The cruelty of the public execution of a young man who had family and friends, as it was the case with Vittorio Arrigoni's killing, is always awful. This is clear. What is not clear to the European public is that it is evident that the killers are his old Islamic Jihadists friends from Gaza. But they could have been Afghanis To understand the death of this Italian activist, one important fact must be grasped: his death was triggered by the way he mixed his life with that of his potential enemies, whom he thought were his best friends. But militant fundamentalists, or Islamists do not have stable affinities and "best friends." The only thing that counts for them is their interpretation of Quran. Hamas's Gaza, where Arrigoni was killed, is a land ruled by awful and distant laws. Arrigoni loved the Palestinians, but for them, he remained a total foreigner.
The crucial issue is this: When you go to Gaza or Afghanistan, it is important to realize that our concept of life is completely different from politically Islamic people's concept of life. To them, you can die because you are Jewish, because you are Italian, or Christian, because you are an apostate, or a corrupt Westerner... the extremist mentality, make no bones about it, cancels out friends and allies. No matter how much you have worked against the "Zionist power" or that you have called Zionists "rats," as Arrigoni did, nothing is of any worth if you break their rule -- a rule which will remain changing and unclear until the knife blade comes.

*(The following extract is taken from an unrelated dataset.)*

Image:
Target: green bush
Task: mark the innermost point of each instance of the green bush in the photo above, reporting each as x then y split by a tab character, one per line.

The decapitation of the American Nick Berg in Iraq in 2004 was filmed, the Jihadists said, "to give a clear message to the West;" the Italian Fabrizio Quattrocchi was executed because he was "an enemy of God, an enemy of Allah;" Vittorio Arrigoni, as his butchers say in the video, in words that scroll across the screen, because "he was spreading western immorality in Gaza," and because "Italy fights against Islamic countries;" in 2002, Daniel Pearl was killed in Karachi because he was a Jew. It has been repeated again and again that Hamas, with whom Arrigoni was on friendly terms, has condemned the crime. But in actual fact it does not matter if the assassins are members of Hamas or not. They have been, they will be, they all are controlled by Hamas. Even Al Qaida, which has a presence in Gaza, is seen by Hamas in a better or worse light, depending on the moment. But Hamas is always top dog in Gaza.

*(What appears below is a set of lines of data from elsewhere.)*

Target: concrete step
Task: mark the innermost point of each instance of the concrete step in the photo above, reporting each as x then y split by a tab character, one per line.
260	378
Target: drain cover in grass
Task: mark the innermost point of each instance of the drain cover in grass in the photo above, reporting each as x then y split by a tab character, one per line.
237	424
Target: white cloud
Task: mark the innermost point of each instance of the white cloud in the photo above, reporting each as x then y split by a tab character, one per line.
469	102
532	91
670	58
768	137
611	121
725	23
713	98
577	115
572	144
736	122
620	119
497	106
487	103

Hamas is responsible for the armed destruction of the UN recreational camp for children, which did not abide by Islamic dictates; it was responsible for arresting 150 women under the accusation of witchcraft and the execution of several of them; and it is Hamas that has introduced by law death penalty, whipping, cutting off hands and crucifixion, according to Sharia. Hamas killed the 32-year old Christian book salesman, Rami Khader Ayyad, guilty of selling Bibles. It was responsible for the captivity of Gilad Shalit. Not all those who carry out these operations, or to whom Hamas gives orders to fire Qassam missiles against Israel, are members of the terrorist organization that rules Gaza. At times Hamas even pretends to fight them.

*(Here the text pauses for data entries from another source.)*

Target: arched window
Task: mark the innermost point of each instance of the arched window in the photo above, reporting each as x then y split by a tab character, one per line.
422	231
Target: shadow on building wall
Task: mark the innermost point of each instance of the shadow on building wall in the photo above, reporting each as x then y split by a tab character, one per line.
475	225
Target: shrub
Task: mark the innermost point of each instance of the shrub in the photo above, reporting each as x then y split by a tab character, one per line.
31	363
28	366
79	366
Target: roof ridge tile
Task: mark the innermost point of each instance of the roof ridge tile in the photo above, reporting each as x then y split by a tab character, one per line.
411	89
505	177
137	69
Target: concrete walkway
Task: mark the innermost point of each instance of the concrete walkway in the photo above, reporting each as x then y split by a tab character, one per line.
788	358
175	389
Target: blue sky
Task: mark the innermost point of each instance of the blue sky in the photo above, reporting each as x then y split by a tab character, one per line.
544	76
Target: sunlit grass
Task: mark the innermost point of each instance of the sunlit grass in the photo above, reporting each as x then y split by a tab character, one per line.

Hamas is a movement, a party, a fundamentalist State. Its statute stipulates that it wants to destroy the Jewish State, to exterminate Jews and impose an Islamic caliphate on the entire world. Salafi fringes and those linked more to the Muslim Brotherhood in Egypt, those influenced to a greater or lesser extent by Iran or Al Qaeda and based in the Gaza Strip, join Hamas and leave Hamas by turns. The fact that Hamas has now disowned the killers of Arrigoni is not of the slightest importance. The killers, as members of the Al Qassam Brigades, were employed by Hamas
Arrigoni was fan of political Islamism because he was an enemy of the Jews, but this did not save him from a cruel execution in front of the camera, just as many others friends or enemies of Hamas or the Islamic Jihad never understood.
So it is intellectually sad and even dangerous that a demonstration in front of the Italian Parliament blamed Israel and Italy for Arrigoni's death; or that the ISM, the pro-Palestinian NGO group to which Arrigoni belonged, attributed "moral responsibility to the State of Israel." These reactions seem to be triggered only by ideological hatred. But what is more striking still, with sincerest respect for the figure of the President of Republic, was the statement of condolences which Giorgio Napolitano rightly delivered; instead of laying the blame on Islamic fundamentalism, he asked that "a negotiated solution be found to the conflict which sees bloodshed in the region."
For us, it is inconceivable, even if you are a militant like Arrigoni, to live alongside those who fire missiles on civilians, wear belts packed with explosives and hand out sweets when an Israeli family is killed, including a three months baby, a four year old child and another of nine, in the Israeli suburb of Itamar.
With the same coherence, he could have invoked any good cause: the fight against world hunger, or child prostitution. Yet instead, Israel is being summoned to face some mysterious responsibility. But the fault is only of Islamic fundamentalism; what is the point of dragging the pained witness and victim of Hamas terrorism into the question?